Different required a different approach—not compromise, because he did not do compromise, but an explanation perhaps?
‘You have no cause. Cami and I were lovers…’
She rolled her eyes. ‘Shock, horror, call the press—oh, I forgot,’ she trilled. ‘They already know.’ The world knows and he appears to care less. ‘And save your explanations. I’m just someone you picked up—you don’t owe me any.’
‘Do not speak of yourself in that manner!’ There was a reason he had spent his life facing problems head-on and not manipulating and nice talking his way around them—nice talk didn’t work!
She blinked at the lash of anger in his voice.
‘It’s the truth.’
‘It is a crude version of the truth and you are deliberately trying to provoke me.’ A spasm of impatience tightened his lean face as he snapped, ‘Shut up and listen. Past tense—we were lovers. I do not have a harem, I have one lover in my bed at a time and at the moment it is you.’ And for some reason even though she drove him insane he wanted it to stay that way.
‘You’re not sleeping with anyone else.’
‘I do not make a habit of explaining myself to people.’ So what was he doing now?
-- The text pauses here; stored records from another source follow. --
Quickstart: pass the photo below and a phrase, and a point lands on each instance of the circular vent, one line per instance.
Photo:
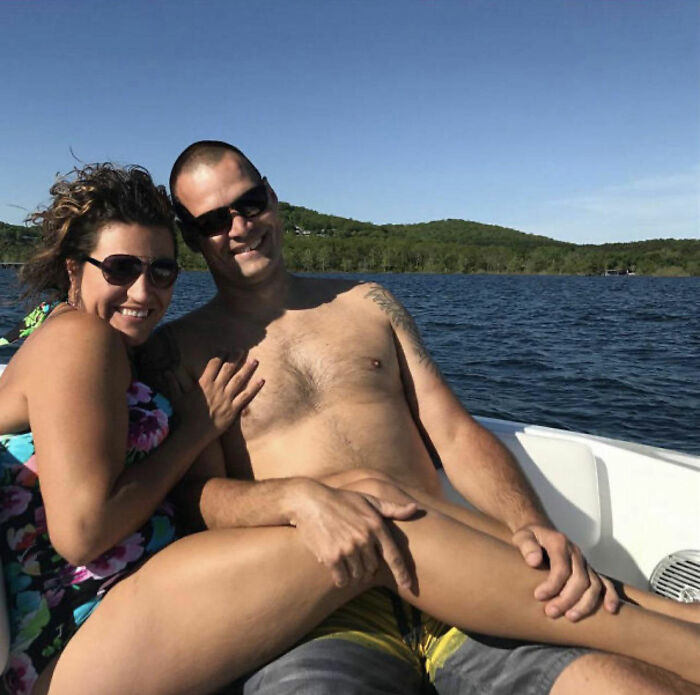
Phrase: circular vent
(677, 576)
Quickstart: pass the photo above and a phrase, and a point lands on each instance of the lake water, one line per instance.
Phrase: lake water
(615, 356)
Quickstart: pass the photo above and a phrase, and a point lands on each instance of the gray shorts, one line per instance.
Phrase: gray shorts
(351, 659)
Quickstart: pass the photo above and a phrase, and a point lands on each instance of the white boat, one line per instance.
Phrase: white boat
(633, 509)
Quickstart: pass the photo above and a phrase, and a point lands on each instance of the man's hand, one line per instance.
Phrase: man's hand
(346, 532)
(572, 588)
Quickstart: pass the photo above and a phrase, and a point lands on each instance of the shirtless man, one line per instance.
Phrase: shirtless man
(348, 385)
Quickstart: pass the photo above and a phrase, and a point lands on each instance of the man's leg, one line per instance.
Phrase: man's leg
(608, 673)
(478, 664)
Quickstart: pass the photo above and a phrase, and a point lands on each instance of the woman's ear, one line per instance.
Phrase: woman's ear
(75, 273)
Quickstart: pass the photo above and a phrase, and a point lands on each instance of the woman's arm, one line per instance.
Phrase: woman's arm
(78, 415)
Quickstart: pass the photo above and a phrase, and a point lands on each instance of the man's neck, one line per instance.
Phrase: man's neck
(259, 301)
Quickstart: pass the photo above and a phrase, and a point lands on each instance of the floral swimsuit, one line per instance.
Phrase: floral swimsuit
(48, 598)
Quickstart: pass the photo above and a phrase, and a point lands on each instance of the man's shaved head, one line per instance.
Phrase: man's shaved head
(209, 153)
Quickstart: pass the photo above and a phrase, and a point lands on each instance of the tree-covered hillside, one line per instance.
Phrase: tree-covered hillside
(319, 242)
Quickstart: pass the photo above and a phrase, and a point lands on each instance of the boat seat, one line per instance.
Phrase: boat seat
(565, 476)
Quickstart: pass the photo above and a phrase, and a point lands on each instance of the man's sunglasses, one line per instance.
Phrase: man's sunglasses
(218, 221)
(123, 269)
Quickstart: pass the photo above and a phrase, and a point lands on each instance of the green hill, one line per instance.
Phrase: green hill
(318, 242)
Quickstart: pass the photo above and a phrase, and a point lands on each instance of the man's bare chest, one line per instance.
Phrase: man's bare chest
(310, 364)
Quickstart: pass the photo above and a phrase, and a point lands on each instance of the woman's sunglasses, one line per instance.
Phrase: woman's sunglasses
(218, 221)
(123, 269)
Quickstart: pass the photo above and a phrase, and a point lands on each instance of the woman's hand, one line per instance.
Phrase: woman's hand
(209, 406)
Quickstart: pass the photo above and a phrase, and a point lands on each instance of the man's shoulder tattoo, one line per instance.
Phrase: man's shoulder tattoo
(402, 320)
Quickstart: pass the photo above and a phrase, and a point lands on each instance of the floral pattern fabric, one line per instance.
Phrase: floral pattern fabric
(48, 598)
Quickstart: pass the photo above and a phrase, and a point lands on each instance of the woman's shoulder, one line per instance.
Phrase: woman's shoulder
(74, 338)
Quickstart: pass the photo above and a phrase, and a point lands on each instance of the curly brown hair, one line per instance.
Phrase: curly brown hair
(84, 201)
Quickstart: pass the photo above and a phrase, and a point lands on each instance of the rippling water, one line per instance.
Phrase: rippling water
(615, 356)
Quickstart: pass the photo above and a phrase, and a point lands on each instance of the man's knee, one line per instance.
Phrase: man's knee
(617, 675)
(346, 478)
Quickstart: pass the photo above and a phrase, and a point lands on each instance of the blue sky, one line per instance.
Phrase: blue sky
(576, 119)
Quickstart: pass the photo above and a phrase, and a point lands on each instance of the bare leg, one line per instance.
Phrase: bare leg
(216, 604)
(615, 675)
(492, 527)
‘All right, you may not be sleeping with her, but you wish you were. It’s obvious. You weren’t even angry with her and she used you.’
‘That was always a possibility.’
The calm admission made her stare.
‘Cami is without scruples—charming,’ he conceded, ‘but utterly self-centred.’
‘And good in bed,’ Maggie, slightly mollified by his scathing assessment, inserted with a sniff.